Across the opening credits we get a potted history of future humankind and its expansion across the galaxy. A couple of hundred years from now, mankind experiences its long-awaited first contact with an alien race.
It isn't handled diplomatically, like Kirk or Picard or Janeway would have delicately shepherded through. It happens accidentally, with two staff at a remote mining site on an even remoter planet firing their guns blindly into the dark at the rustling noises outside their campsite.
This starts a clock that the rest of the film plays against as the government back on Earth strategises its approach, but knowing that waiting for politicians to make a decision could spell disaster, the mining planet's military commander, Eron Ryle (Grillo), takes action.
Ryle pulls together a response team of specialists he is familiar with, starting with disgraced and unemployed war hero James Ford (Willis) and Ford's former girlfriend, ethnologist Dr Gross (Perrey Reeves).
Under Ford are a handful of military specialists who are all prepared to put themselves at risk should the alien race prove to be violent. It turns out the aliens are prepared to be violent, but the military crew pulled together to deal with them slowly come to ponder who are the good guys and who are the bad guys.
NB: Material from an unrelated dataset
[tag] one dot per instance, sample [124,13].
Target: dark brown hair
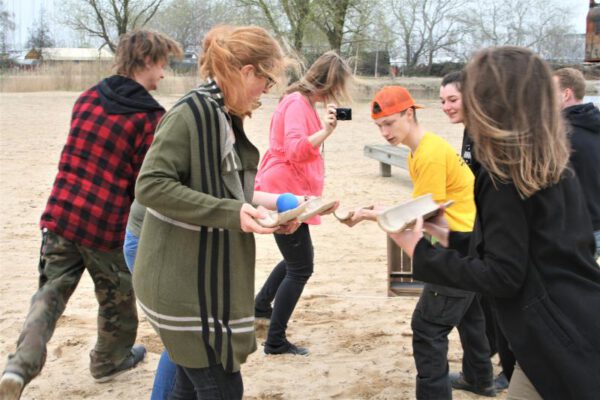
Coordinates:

It's hard to know where to start when deconstructing what is wrong about Cosmic Sin. I've given films zero-star reviews before, but this isn't that bad. It's about as good as the worst and most shoddily made of your favourite sci-fi television, your Stargate SG1 or Lexx or Space:1999. One of those episodes where they let the lead actor direct for the first time and it looks like the producers' kids get to do the hair and make-up as work experience.
What Cosmic Sin is, is a low-budget film that just happens to have a multi-million-dollar actor in the lead role. The film's structural issues would be more kindly viewed if you didn't feel strongly that if they had enough money to pay Willis, they had enough for a script editor or a better make-up unit.
The film's weakest point is the screenplay, full to the brim of poorly constructed stakes and unearned or lazily unexplained tensions between characters. The military characters are the least disciplined bunch ever committed to the big screen.
I do appreciate the anti-Federation approach of expat Aussie director Edward Drake and his co-writer Corey Large. It's refreshing to explore the idea that we aren't the good guys.
I can see why Willis might have enjoyed his role, similar to a number of his gruff Earth-saving roles from earlier in his career. Ford's qualifications for the job are his unflinching decisions, including the genocide of a few million colonists who rebelled against the Earth government. This is the kind of cold figure we need facing down the alien threat.
Or is it?
Film tough guy Grillo isn't so much enjoying a career resurgence as he is just working hard as he has done for many years but finally enjoying name recognition.
He seems to take the Michael Caine approach to making films: say yes to everything and hope that occasionally one of them is good or memorable.
It is nice to see Aussie Costas Mandylor, a Hollywood go-to tough guy for three decades now, doing his thing.
The set design is all blue and pink neon, the music is appropriately overwrought and the editing is occasionally intense, and as the film moves to its man vs alien showdown, it seems the filmmakers scrimped on the CGI battle effects.
Cosmic Sin left me with a feeling of nostalgia - nostalgia for the cinemas I cannot wait to reopen as I am really scraping the bottom of the streaming barrel for things to watch.